I think if you interpret it charitably it means that any bug in the emitted machine code is already a likely memory-unsafe miscompilation if it is ran.

The compiler itself might be perfectly "memory safe" but the generated binary fundamentally is always at risk (besides WebAssembly I suppose).

I'm fully aware of the separation of compiler and binary, and being able to compile untrusted code safely is nice, but a perfectly safe compiler that generates vulnerable binaries isn't that much better.

  • In context that's clearly not what he's saying, the next sentence is this:

    > Zig has more features than Rust for making memory-unsafe code work correctly, and that was the area where we wanted the most help.

    Zig definitely does not have more features for successfully emitting memory-unsafe machine code than Rust does. I can emit memory-unsafe machine code from typescript if I really want to and nothing at all in the language will get in my way. So the sentence quoted above must refer to the idea that the compiler itself needs to be unsafe, which Steve is right is simply untrue.

  • I do think that is a good point, it's just not what the line actually says. But that's why I wasn't saying "zomg this is WRONG!!!!" but instead, trying to point out that there are subtleties here. For people who aren't as deep in the weeds in this subject, I think the details matter. But again, as I said, I like the post, this is just one thing.

    I am also probably in a more pedantic mindset because, well, I'm writing a compiler in Rust, and the words as written do not resonate with me at all.

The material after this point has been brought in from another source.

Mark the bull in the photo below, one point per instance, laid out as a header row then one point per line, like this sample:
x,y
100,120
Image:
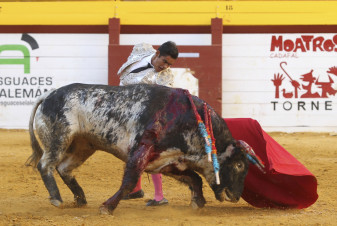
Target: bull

    > a perfectly safe compiler that generates vulnerable binaries isn't that much better.

    I do think it's much better. Eliminating classes of bugs in one component is a good thing, even if it's not every component. This is a core lesson of Rust! unsafe still exists, but going from "I don't know what is unsafe" to "only this part is unsafe" is a major improvement.

  • The section this came from was talking specifically about usages of `unsafe` in the compiler code.

    It's not about the memory safety of the resulting binary.

Agreed, that’s disturbingly incorrect.

If anything, compilers are perfect models of trees and well formed programs.

  • Maybe in theory. In practise you have thing like super optimisers. You have side effects that the compiler needs to understand etc.

    That said I'm struggling to think of something that would need to be unsafe.